In order to assess the concordance between group label of a sample and its localization in the clustering, GSEPD performs vector projection. First, we define the mean expression of the GO term gene set in samples of each group as the centroid of the group, and define an axis connecting both group centroids where one of the centroids is chosen as the origin in a N-dimensional Euclidean space (Fig. 2). Each sample is projected on this axis to compute two scores named alpha and beta. The alpha score is the distance between projected point on the axis to the origin and the beta score is the Euclidean distance between the sample and the projected point in the axis (Fig. 2). Beta score measures the goodness of fit and flag samples which do not fit the linear assumptions of the two-group comparison performed by DESeq2 whereas alpha score is used to measure the confidence of the cluster assignments. Alpha and beta scores are computed for samples from other groups and can help assess how samples from other groups “behave” for a given GO term.
GO term-based clustering and vector projection is performed for each significant GO term with gene sets ≤ m, creating an alpha and beta score for each sample and GO term pair.

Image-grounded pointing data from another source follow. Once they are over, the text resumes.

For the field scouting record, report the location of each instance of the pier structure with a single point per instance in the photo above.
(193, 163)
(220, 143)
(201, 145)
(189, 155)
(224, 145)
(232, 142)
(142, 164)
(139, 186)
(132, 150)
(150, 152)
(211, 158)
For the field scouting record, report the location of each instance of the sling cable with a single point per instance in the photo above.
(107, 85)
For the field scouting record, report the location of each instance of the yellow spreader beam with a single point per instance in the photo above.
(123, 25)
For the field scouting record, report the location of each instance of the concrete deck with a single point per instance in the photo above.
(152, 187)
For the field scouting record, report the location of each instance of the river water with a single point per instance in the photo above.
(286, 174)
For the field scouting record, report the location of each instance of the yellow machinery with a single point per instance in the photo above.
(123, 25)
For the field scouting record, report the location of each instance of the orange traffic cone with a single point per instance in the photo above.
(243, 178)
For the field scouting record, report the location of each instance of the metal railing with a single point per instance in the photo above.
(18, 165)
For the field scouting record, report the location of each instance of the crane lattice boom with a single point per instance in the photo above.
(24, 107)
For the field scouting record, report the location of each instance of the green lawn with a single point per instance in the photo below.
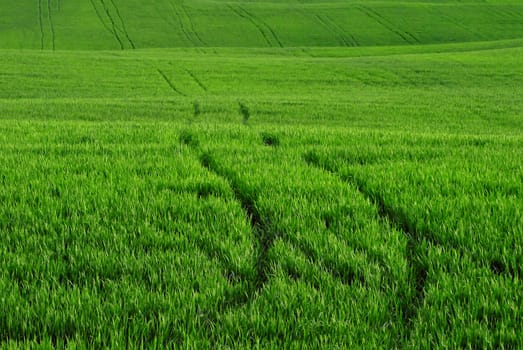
(295, 174)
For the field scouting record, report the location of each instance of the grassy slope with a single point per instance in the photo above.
(117, 24)
(137, 205)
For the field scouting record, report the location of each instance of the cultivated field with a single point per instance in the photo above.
(249, 174)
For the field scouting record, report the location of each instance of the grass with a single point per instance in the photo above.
(261, 175)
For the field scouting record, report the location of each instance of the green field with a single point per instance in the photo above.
(251, 174)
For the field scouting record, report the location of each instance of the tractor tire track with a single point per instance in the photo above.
(339, 36)
(263, 23)
(113, 25)
(196, 80)
(407, 37)
(260, 227)
(266, 32)
(51, 24)
(171, 85)
(124, 28)
(411, 302)
(178, 15)
(41, 22)
(191, 26)
(109, 30)
(460, 25)
(342, 32)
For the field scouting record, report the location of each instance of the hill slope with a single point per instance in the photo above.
(118, 24)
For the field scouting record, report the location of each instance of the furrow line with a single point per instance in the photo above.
(263, 24)
(171, 85)
(124, 29)
(178, 15)
(382, 21)
(395, 219)
(392, 25)
(100, 18)
(195, 78)
(460, 25)
(342, 32)
(244, 16)
(41, 22)
(332, 30)
(113, 25)
(259, 226)
(50, 17)
(191, 26)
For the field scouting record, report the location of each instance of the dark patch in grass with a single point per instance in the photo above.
(270, 139)
(188, 138)
(497, 267)
(244, 112)
(196, 109)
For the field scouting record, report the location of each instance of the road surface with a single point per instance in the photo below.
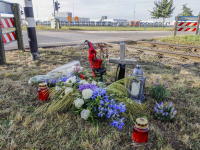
(64, 38)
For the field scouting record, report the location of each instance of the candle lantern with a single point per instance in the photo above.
(137, 85)
(141, 130)
(43, 92)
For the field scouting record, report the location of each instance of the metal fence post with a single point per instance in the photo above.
(2, 50)
(198, 23)
(175, 30)
(29, 15)
(17, 22)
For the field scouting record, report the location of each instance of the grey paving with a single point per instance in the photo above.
(63, 38)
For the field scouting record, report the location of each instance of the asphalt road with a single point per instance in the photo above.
(64, 38)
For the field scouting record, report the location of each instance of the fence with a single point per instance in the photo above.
(104, 23)
(187, 24)
(14, 23)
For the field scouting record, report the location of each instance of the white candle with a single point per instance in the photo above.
(135, 88)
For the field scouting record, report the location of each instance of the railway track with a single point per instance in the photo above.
(187, 48)
(162, 53)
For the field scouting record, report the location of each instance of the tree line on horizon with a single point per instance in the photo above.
(164, 9)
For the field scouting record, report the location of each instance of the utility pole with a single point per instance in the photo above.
(73, 11)
(54, 8)
(37, 11)
(134, 14)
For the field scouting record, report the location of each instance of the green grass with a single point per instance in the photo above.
(104, 28)
(20, 128)
(182, 40)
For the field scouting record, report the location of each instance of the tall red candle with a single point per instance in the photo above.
(43, 92)
(141, 130)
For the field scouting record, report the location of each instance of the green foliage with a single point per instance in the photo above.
(159, 90)
(119, 91)
(186, 11)
(163, 9)
(164, 113)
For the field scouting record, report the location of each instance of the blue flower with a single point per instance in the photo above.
(155, 109)
(172, 116)
(161, 104)
(109, 113)
(157, 105)
(172, 110)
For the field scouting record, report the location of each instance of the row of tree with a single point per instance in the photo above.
(164, 9)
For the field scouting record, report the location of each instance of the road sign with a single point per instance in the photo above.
(5, 7)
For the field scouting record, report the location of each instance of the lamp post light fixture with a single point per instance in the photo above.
(136, 85)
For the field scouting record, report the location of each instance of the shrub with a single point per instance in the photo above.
(166, 113)
(159, 90)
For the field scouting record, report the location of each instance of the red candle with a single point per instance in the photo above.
(141, 130)
(43, 92)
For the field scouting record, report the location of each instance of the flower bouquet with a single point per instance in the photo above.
(85, 98)
(97, 64)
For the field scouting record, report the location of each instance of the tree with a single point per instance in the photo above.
(163, 9)
(186, 11)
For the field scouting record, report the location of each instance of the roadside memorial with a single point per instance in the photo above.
(141, 130)
(97, 65)
(122, 62)
(137, 85)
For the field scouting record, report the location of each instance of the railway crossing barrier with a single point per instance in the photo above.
(187, 24)
(6, 37)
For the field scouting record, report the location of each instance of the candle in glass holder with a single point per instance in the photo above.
(141, 130)
(43, 92)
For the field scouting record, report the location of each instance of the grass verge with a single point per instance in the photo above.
(182, 40)
(21, 129)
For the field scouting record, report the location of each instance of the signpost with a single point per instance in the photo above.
(8, 23)
(187, 24)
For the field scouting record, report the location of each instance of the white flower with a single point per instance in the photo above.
(71, 80)
(94, 82)
(79, 102)
(68, 90)
(85, 113)
(83, 82)
(87, 93)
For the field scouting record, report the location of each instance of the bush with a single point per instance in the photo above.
(164, 113)
(159, 90)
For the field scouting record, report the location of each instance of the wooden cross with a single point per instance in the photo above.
(122, 62)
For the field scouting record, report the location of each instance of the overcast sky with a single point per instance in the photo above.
(114, 9)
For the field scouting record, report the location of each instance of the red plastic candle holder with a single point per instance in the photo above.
(141, 131)
(43, 92)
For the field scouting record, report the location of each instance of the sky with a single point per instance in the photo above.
(113, 9)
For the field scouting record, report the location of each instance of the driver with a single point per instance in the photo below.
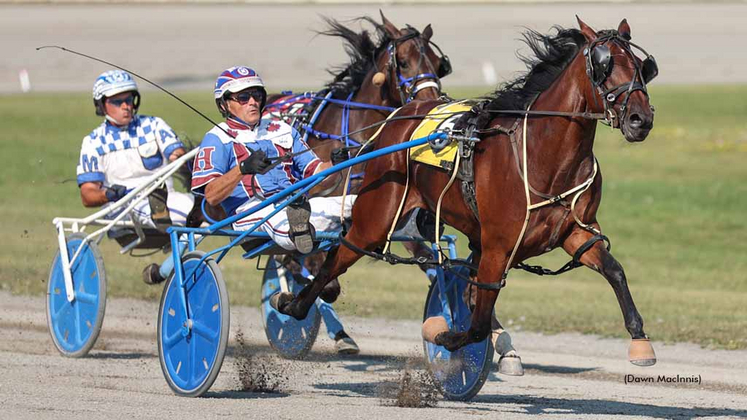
(123, 152)
(233, 169)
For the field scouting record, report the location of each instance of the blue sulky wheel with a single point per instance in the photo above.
(75, 325)
(461, 374)
(191, 355)
(291, 338)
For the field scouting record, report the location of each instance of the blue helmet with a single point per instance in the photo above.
(236, 79)
(111, 83)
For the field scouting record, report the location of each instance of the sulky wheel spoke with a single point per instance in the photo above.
(172, 340)
(203, 331)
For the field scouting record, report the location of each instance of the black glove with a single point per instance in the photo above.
(115, 192)
(256, 163)
(339, 156)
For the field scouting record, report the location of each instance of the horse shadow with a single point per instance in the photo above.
(120, 356)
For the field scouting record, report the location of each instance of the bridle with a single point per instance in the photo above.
(599, 65)
(409, 87)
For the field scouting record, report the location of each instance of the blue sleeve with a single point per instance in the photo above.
(304, 164)
(89, 167)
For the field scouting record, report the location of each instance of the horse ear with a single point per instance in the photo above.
(624, 29)
(427, 32)
(589, 33)
(391, 30)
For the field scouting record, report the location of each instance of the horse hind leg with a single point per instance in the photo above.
(510, 361)
(365, 233)
(640, 352)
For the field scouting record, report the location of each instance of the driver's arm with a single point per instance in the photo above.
(92, 195)
(220, 188)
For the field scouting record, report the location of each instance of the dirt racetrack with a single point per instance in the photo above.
(186, 46)
(567, 375)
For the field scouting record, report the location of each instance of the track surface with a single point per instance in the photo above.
(568, 375)
(186, 46)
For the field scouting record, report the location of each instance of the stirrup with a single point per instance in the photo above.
(301, 231)
(159, 210)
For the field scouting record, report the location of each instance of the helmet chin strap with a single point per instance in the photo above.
(115, 122)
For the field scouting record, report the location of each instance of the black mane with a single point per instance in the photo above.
(362, 49)
(552, 54)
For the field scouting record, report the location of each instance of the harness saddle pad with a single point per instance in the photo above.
(442, 117)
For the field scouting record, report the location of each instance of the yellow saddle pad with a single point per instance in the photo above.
(442, 117)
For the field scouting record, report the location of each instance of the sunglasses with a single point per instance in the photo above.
(118, 102)
(243, 97)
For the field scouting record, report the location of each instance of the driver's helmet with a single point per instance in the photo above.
(111, 83)
(236, 79)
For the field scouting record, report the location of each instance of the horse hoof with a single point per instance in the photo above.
(331, 291)
(641, 353)
(511, 366)
(434, 326)
(280, 300)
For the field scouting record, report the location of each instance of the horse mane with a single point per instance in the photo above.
(551, 55)
(362, 49)
(184, 173)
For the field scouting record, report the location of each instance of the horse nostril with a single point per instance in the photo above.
(635, 121)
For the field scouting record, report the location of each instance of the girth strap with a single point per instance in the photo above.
(448, 264)
(570, 265)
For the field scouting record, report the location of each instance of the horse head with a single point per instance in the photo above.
(411, 66)
(619, 78)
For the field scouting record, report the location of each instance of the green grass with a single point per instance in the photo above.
(673, 207)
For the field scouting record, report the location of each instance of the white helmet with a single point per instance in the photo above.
(111, 83)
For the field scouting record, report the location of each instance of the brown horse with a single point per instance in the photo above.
(386, 71)
(394, 54)
(574, 77)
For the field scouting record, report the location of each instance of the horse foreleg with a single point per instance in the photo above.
(489, 272)
(600, 260)
(337, 262)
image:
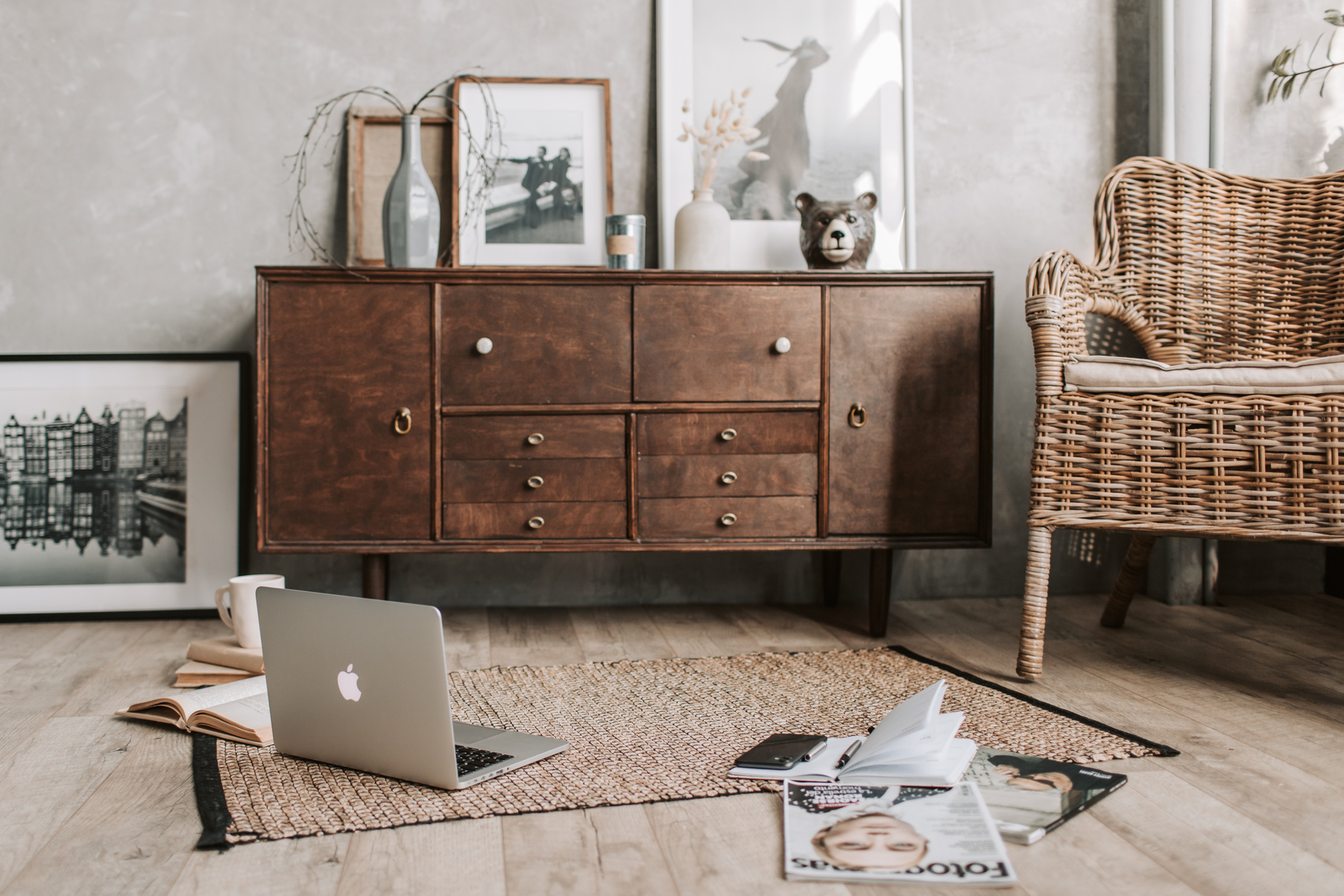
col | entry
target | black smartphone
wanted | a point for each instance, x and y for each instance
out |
(783, 751)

GSEPD produces heatmaps of gene expression for DE genes, heatmaps of alpha scores for significant GO terms, multi-panel scatterplots of genes in significant GO terms, PCA plots of samples and tables. All thresholds and parameters are configurable before runtime, and configurable output folders and formulaic file naming conventions ensure easy reproducibility or automated parameter sweeps. A tutorial and explanation of all outputs are available within the package vignette/manuals.